It was the saddest and most cruel April of the five. It had held out an almost unbelievable joy and had then struck out in fury at those whose hands were outstretched. Jethro had learned to accept the whims of fate…One accepted the good or the evil with humility, for life was a mystery, and questions were not for the lowly. But on the last Sunday of that April…rage mingled with grief in his heart.
Why did it happen? Why-why-did it have to happen?
It was only four years earlier that nine-year-old Jethro Creighton was busy helping his mother plant potatoes on his family’s farm in southern Illinois.

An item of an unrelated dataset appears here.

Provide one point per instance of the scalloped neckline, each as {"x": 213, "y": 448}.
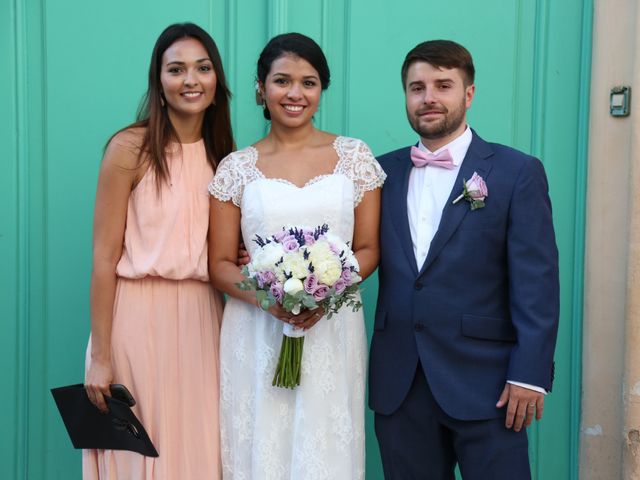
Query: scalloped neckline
{"x": 309, "y": 182}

The farm and family made up Jethro’s entire world until the spring of 1861, when news of the outbreak of the Civil War reached them. Like the country itself, the Creighton family was torn apart by the unfolding turbulent events. Two brothers and a cousin joined the Union army while another brother went south to join the Confederates. With his father becoming an invalid due to a heart attack, and with most of the men of the family off at war, it was up to young Jethro and his sister to take charge of the farming.
Over the course of the war, Jethro was forced to grow up, not only with his responsibilities on the farm, but by circumstances that taught him a great deal about life, human behavior, sorrow, pain, and the ugliness of war. By April of 1865, Jethro was no longer the naïve, pampered baby of the family. He experienced the pain that war and death brought, the joy of victory and the return of loved ones, and finally the sorrow and confusion at the news that President Abraham Lincoln, a man whom Jethro admired deeply, was assassinated. The book concludes with the now thirteen-year-old wondering why things like that had to happen, as he looked to an uncertain, murky future of the post-Civil War era.